(Adds trader’s comment in fifth paragraph)
June 1 (Bloomberg) -- The Philippines plans to issue new local-currency bonds maturing in 10 and 20 years and exchange them for existing shorter-dated notes, Deputy Treasurer Eduardo Mendiola said in an interview.
“We will try to pursue an exchange this month,” Mendiola said by phone today from Manila. State-owned lenders Development Bank of the Philippines and Land Bank of the Philippines have been hired to arrange the swap, he said.
The government will probably offer 60 billion pesos ($1.4 billion) each of the 10- and 20-year notes, the deputy treasurer said. The Philippines completed in December its largest bond exchange program when it issued 185 billion pesos of 10- and 25- year bonds in a swap and sold 15 billion pesos of debt due 2035 to new investors.
President Benigno Aquino, who took office in June 2010, is seeking to stretch bond maturities and cut debt-servicing costs in a nation that has had a budget deficit for 22 of the last 26 years. The government also wants to deepen the market for long- term funding needed to build roads, ports and railways.

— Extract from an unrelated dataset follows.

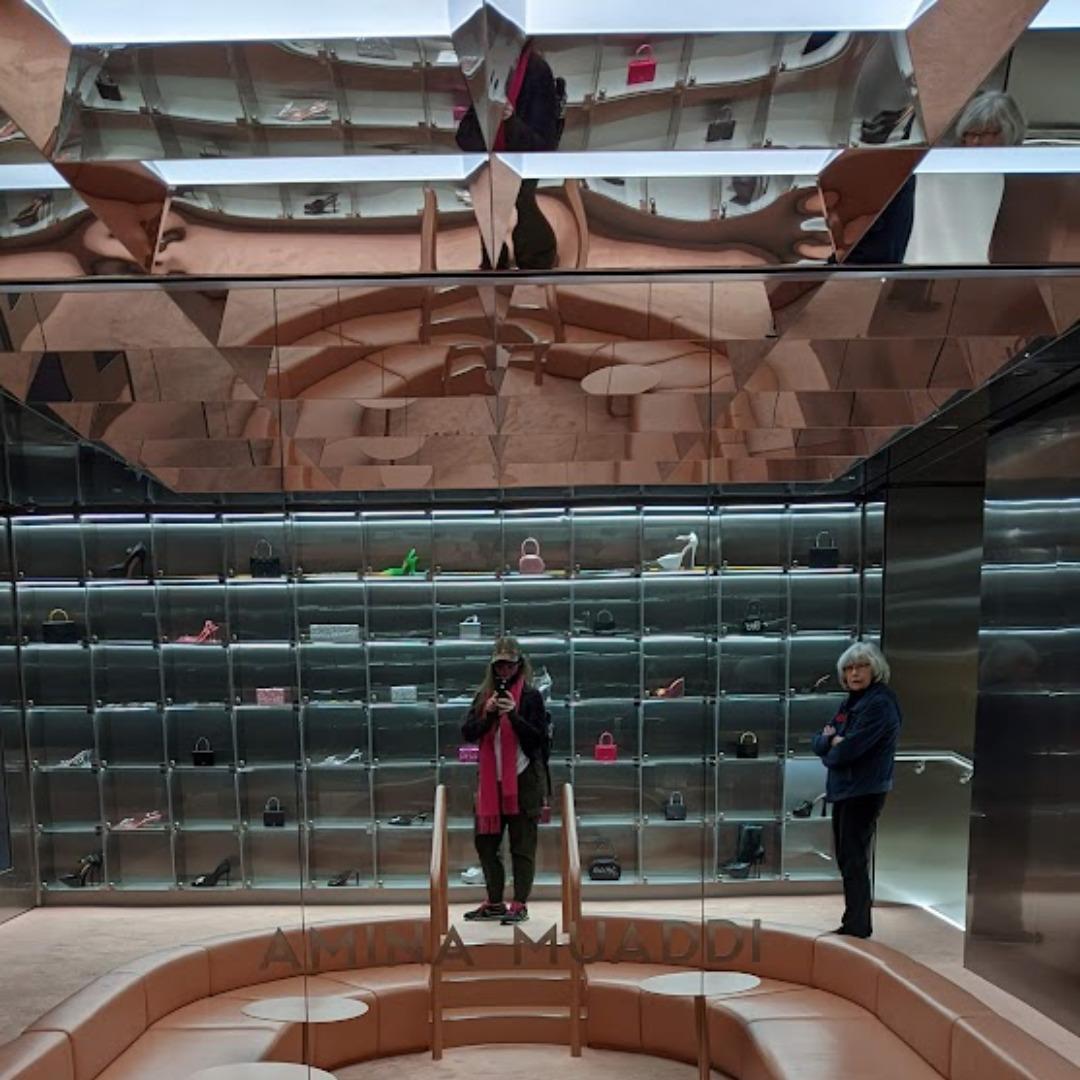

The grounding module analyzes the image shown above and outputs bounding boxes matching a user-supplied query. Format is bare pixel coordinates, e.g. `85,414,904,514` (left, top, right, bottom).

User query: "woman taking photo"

“The market will always welcome a chance to hold more liquid bonds,” said Lito Mercado, head of trading at Rizal Commercial Banking Corp. in Manila. “Now is a good time because inflation concern has eased and liquidity remains ample.”

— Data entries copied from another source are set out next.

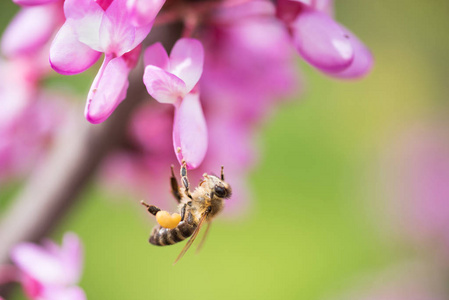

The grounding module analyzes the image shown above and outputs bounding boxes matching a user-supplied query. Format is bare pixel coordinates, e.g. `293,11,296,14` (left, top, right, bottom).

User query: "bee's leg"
170,165,181,203
180,201,194,222
221,165,225,181
180,161,193,199
140,201,161,216
180,203,186,221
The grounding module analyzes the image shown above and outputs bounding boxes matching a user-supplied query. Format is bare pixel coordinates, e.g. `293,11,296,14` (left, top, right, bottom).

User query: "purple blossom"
0,53,64,183
1,1,64,58
10,233,86,300
0,94,64,183
100,3,299,215
49,0,156,123
13,0,60,5
277,0,373,78
3,0,373,173
143,38,207,169
126,0,166,27
2,0,374,225
381,123,449,257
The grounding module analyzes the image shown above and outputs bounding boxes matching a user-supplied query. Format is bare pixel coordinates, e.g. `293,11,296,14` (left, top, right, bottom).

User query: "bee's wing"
195,222,211,254
174,208,210,264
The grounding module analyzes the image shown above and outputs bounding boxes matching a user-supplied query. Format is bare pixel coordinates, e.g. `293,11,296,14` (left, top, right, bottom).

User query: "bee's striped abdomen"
149,214,197,246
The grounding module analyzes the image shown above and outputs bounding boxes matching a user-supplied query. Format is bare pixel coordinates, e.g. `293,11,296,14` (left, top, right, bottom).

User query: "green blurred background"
2,1,449,299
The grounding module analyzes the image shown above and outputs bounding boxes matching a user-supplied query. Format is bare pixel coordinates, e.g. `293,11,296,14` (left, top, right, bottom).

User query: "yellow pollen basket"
156,211,181,229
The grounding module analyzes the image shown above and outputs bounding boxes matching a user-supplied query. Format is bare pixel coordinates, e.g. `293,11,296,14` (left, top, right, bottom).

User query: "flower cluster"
0,233,85,300
3,0,372,171
0,1,374,298
1,0,372,211
0,1,65,183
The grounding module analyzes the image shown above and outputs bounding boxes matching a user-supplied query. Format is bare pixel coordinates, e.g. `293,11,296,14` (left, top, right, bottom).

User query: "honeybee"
141,162,232,263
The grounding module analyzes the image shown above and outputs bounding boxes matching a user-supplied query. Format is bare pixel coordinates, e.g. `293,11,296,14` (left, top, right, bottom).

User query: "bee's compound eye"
214,186,227,198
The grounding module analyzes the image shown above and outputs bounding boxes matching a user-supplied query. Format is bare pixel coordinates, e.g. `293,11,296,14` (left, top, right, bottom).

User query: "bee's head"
201,166,232,199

The yield on the 7.375 percent debt due March 2021 rose five basis points, or 0.05 percentage point, to 6.35 percent as of 12:11 p.m. in Manila, according to Tradition Financial Services. It peaked at 7.50 percent when the security began trading on March 2.
“This time, the plan is for a plain vanilla swap,” Mendiola said, adding they probably won’t be raising new funds unlike in December. The government had a budget surplus of 61 million pesos in the first four months of this year, compared with a 131.80 billion peso deficit in the same period of 2010.
The Philippines, which has held debt swaps for both local currency and dollar-denominated notes, is exploring the possibility of offering peso-denominated global bonds in exchange for dollar notes, Treasurer Roberto Tan said in January.